His appearance is a reference to the recurrent themes of the alter ego, synchronicity and mistaken identity, and a ‘playful yet sincere’ attempt to confuse the viewer, making them question what is real and what is not, thus referencing several works of art and popular culture, the most relevant example being Dostoevsky’s The Double, in which, according to Chizhevsky (in Wellek, 1962: 129) “the double puts with extreme power the question: will the individual discover a new stability and a new life in absolute being, or will he perish in nothingness?”

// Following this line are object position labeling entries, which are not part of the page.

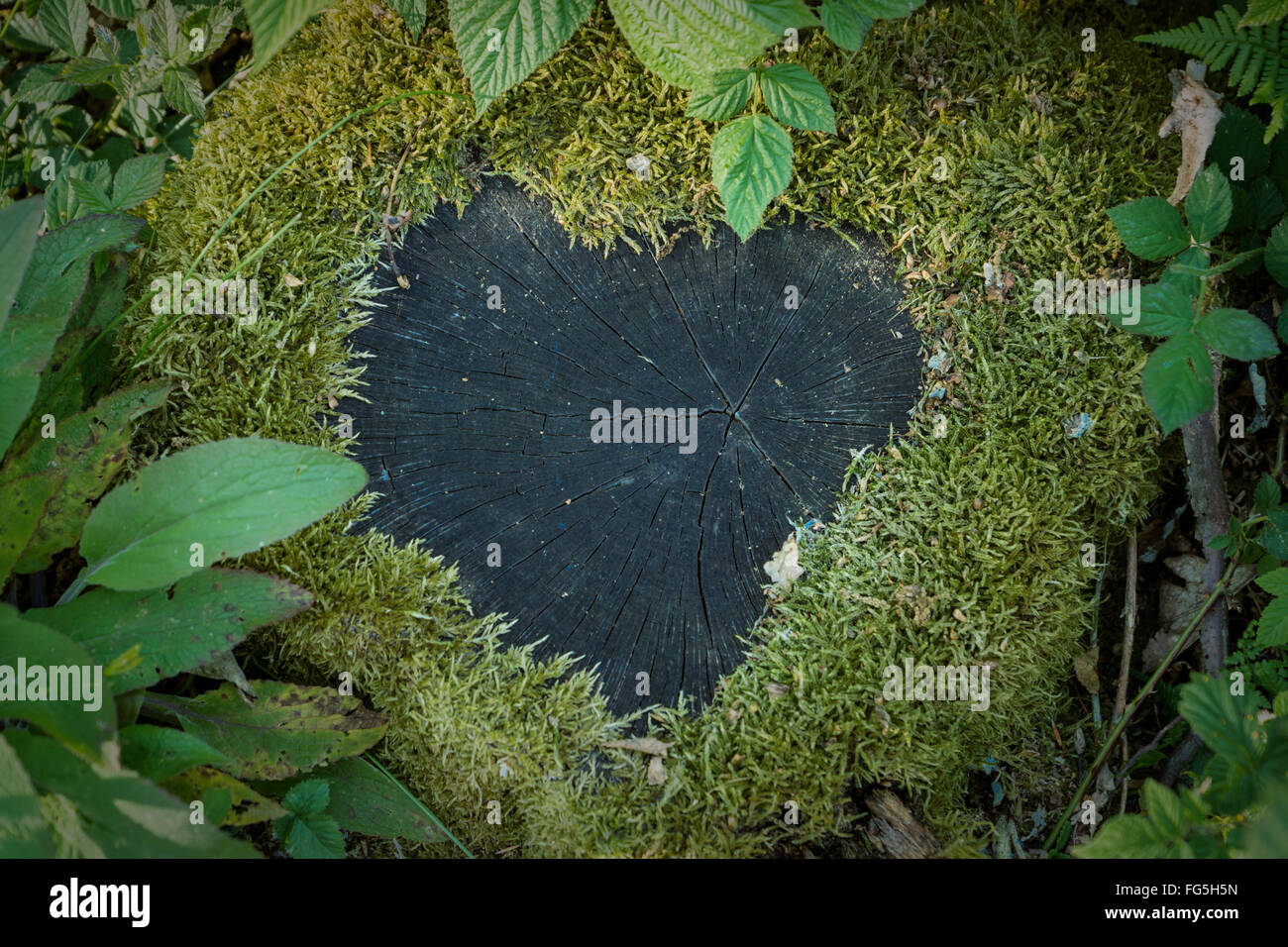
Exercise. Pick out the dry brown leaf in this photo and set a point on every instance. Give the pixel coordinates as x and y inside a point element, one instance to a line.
<point>651,745</point>
<point>1085,667</point>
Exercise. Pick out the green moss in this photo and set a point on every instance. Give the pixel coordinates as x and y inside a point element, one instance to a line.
<point>953,549</point>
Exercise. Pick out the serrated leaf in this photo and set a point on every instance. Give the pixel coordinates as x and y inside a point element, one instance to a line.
<point>80,462</point>
<point>502,42</point>
<point>1150,227</point>
<point>1273,625</point>
<point>722,97</point>
<point>798,98</point>
<point>175,629</point>
<point>1177,380</point>
<point>1266,496</point>
<point>1267,201</point>
<point>1181,272</point>
<point>246,805</point>
<point>181,90</point>
<point>1237,136</point>
<point>67,24</point>
<point>160,753</point>
<point>89,71</point>
<point>137,180</point>
<point>1209,205</point>
<point>1163,808</point>
<point>845,24</point>
<point>231,496</point>
<point>1237,334</point>
<point>687,42</point>
<point>889,9</point>
<point>290,728</point>
<point>274,22</point>
<point>751,161</point>
<point>90,196</point>
<point>366,800</point>
<point>121,813</point>
<point>1163,311</point>
<point>1276,254</point>
<point>40,664</point>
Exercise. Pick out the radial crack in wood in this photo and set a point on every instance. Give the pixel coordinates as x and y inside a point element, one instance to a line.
<point>778,357</point>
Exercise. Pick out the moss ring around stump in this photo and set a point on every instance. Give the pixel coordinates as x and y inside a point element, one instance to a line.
<point>613,446</point>
<point>956,544</point>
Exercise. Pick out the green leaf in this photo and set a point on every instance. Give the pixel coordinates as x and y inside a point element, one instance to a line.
<point>305,831</point>
<point>1276,254</point>
<point>274,22</point>
<point>1215,715</point>
<point>18,226</point>
<point>245,805</point>
<point>797,98</point>
<point>1163,808</point>
<point>502,42</point>
<point>137,180</point>
<point>24,832</point>
<point>1239,136</point>
<point>288,728</point>
<point>1150,228</point>
<point>42,84</point>
<point>89,71</point>
<point>231,496</point>
<point>67,24</point>
<point>1163,311</point>
<point>1177,381</point>
<point>181,90</point>
<point>1209,204</point>
<point>1237,334</point>
<point>1125,836</point>
<point>413,14</point>
<point>845,24</point>
<point>80,463</point>
<point>39,663</point>
<point>751,159</point>
<point>1266,496</point>
<point>172,630</point>
<point>687,42</point>
<point>366,800</point>
<point>123,814</point>
<point>722,97</point>
<point>1267,201</point>
<point>1180,273</point>
<point>90,196</point>
<point>160,753</point>
<point>25,505</point>
<point>888,9</point>
<point>1273,625</point>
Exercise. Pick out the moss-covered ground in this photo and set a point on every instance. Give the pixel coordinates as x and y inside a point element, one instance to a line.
<point>958,544</point>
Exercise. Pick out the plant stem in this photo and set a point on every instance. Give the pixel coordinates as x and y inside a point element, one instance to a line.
<point>1059,832</point>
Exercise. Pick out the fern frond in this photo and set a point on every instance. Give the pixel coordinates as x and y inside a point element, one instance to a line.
<point>1252,54</point>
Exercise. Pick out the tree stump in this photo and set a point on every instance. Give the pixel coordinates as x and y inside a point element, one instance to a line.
<point>501,425</point>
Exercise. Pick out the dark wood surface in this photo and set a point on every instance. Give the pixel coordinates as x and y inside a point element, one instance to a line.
<point>640,557</point>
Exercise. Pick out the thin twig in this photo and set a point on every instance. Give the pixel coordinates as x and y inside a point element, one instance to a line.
<point>389,205</point>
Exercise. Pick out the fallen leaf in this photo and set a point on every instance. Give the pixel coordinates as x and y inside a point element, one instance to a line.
<point>651,745</point>
<point>1085,667</point>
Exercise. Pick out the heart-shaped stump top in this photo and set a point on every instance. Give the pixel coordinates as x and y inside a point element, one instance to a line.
<point>613,447</point>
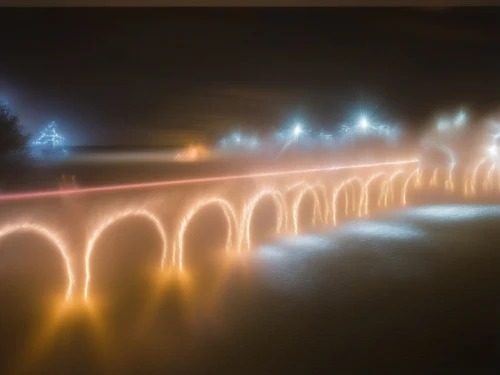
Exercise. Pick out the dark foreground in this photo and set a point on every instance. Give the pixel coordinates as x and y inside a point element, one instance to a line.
<point>415,292</point>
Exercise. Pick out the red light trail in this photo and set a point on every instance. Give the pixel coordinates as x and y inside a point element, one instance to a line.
<point>146,185</point>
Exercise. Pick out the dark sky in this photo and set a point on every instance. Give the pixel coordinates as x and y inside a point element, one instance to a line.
<point>171,76</point>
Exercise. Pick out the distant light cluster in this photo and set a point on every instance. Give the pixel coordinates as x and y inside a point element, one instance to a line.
<point>50,137</point>
<point>366,127</point>
<point>299,135</point>
<point>448,123</point>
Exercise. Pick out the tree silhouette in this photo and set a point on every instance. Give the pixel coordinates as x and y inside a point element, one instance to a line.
<point>13,139</point>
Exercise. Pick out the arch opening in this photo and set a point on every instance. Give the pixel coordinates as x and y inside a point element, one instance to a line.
<point>250,214</point>
<point>110,222</point>
<point>198,209</point>
<point>307,209</point>
<point>56,243</point>
<point>352,190</point>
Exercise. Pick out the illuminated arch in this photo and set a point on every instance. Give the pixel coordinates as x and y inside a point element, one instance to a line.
<point>113,219</point>
<point>405,186</point>
<point>475,172</point>
<point>229,213</point>
<point>342,186</point>
<point>298,200</point>
<point>246,221</point>
<point>389,187</point>
<point>488,182</point>
<point>367,188</point>
<point>52,237</point>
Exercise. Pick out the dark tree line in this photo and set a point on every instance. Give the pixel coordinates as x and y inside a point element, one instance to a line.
<point>13,138</point>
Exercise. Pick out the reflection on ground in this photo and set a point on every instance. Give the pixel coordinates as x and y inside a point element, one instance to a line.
<point>408,292</point>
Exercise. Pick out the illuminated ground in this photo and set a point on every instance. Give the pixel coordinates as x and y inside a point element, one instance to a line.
<point>411,292</point>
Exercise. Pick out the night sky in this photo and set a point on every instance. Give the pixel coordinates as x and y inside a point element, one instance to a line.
<point>175,76</point>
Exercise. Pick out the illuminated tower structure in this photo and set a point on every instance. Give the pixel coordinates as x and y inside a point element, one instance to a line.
<point>50,142</point>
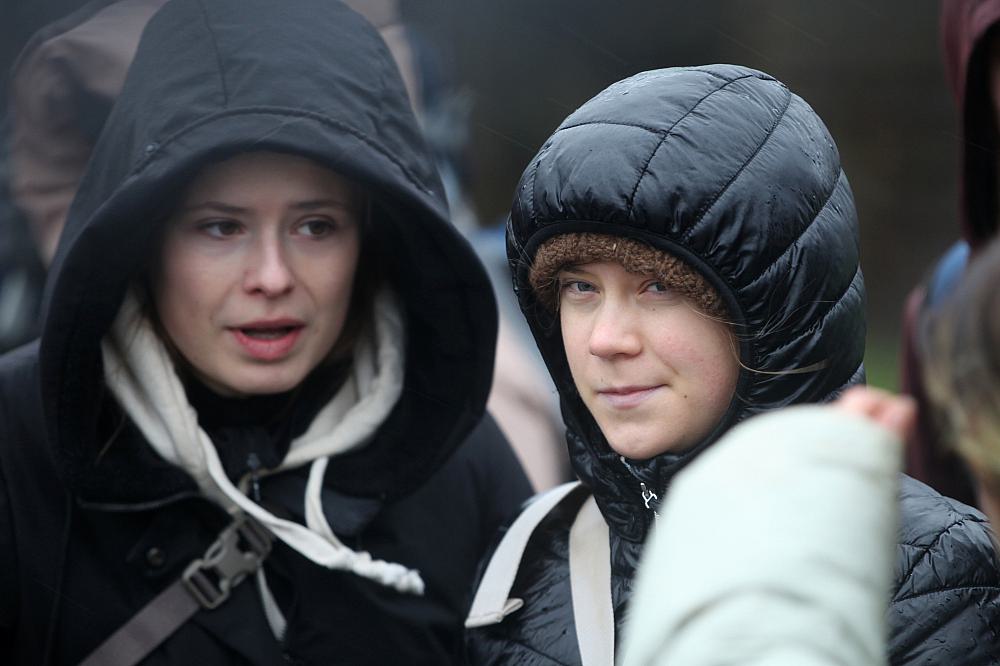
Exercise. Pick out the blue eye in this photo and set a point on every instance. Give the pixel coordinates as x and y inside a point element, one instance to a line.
<point>220,228</point>
<point>317,228</point>
<point>577,286</point>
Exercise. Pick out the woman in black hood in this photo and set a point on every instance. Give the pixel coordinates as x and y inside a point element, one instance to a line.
<point>685,250</point>
<point>265,356</point>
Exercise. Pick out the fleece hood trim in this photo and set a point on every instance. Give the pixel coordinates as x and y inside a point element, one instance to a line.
<point>206,83</point>
<point>727,169</point>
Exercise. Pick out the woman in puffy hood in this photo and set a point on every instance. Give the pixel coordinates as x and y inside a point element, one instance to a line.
<point>685,250</point>
<point>265,356</point>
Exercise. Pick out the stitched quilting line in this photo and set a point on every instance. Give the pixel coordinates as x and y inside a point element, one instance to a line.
<point>700,218</point>
<point>834,303</point>
<point>802,234</point>
<point>930,546</point>
<point>218,55</point>
<point>666,135</point>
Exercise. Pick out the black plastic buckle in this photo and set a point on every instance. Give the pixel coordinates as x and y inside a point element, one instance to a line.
<point>238,552</point>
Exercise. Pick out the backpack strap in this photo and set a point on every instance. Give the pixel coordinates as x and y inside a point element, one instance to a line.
<point>590,586</point>
<point>492,602</point>
<point>206,583</point>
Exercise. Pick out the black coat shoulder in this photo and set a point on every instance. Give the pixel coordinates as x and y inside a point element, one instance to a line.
<point>947,602</point>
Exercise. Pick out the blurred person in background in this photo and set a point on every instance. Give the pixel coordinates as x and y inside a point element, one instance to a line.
<point>972,64</point>
<point>959,347</point>
<point>265,358</point>
<point>63,87</point>
<point>685,249</point>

This resonates completely with my situation, in which those separate lives of the artist and the teacher should hopefully merge from now on, because the whole theory of the doppelganger is that when someone is confronted with his ‘double’ it is a sign that his life will end, thus, the two cannot continue to co-exist.

Bibliography

LITERATURE

Barthes, R. (1977 Ed.) The Death of the Author (from Image, Music, Text), New York: Hill & Wang.
Bourriaud, N. (1998) Relational Aesthetics, Dijon: Les Presses du Reel.
Godfrey, M. (ed.) (2010) Francis Alys – A Story of Deception, London: Tate Publishing.
Hirst, D. & Burn, G. (2001) On The Way to Work, London: Faber & Faber.
Marzona, D. (2006) Conceptual Art, Cologne: Taschen.
Middleton, T (1999) An Introduction to The Strange Case of Dr Jekyll and Mr Hyde, London: Wordsworth.
Penwill, M. A. (2009) It Has To Be This Way, London: Matt’s Gallery.
Phelan, P. (1993) Unmarked – The Politics of Performance, London: Routledge.
Skultans, V. (1998) The Testimony of Lives: Narrative and Memory in Post-Soviet Latvia, London: Routledge.
Wallinger, M. (2000) Credo at Tate Liverpool, London: Tate Publishing.
Wellek, R. (1962) Dostoevsky – A Collection of Critical Essays, New Jersey: Prentice-Hall.
Wilson, S. & Lack, J. (2008) The Tate Guide to Modern Art Terms, London: Tate Publishing.

JOURNALS

Platt, Edward (2010) ‘Telling Stories with a Life of Their Own’, Tate Etc, Issue 19 Summer 2010, pp48-55.
Cumming, Laura (2010) ‘Art’, New Review Section, The Observer, 20 June, p37.

Post Script

Friday, August 6th, 2010

Wanting a fitting climax to this chapter, he felt he had little alternative but to revisit the place where the chapter itself began.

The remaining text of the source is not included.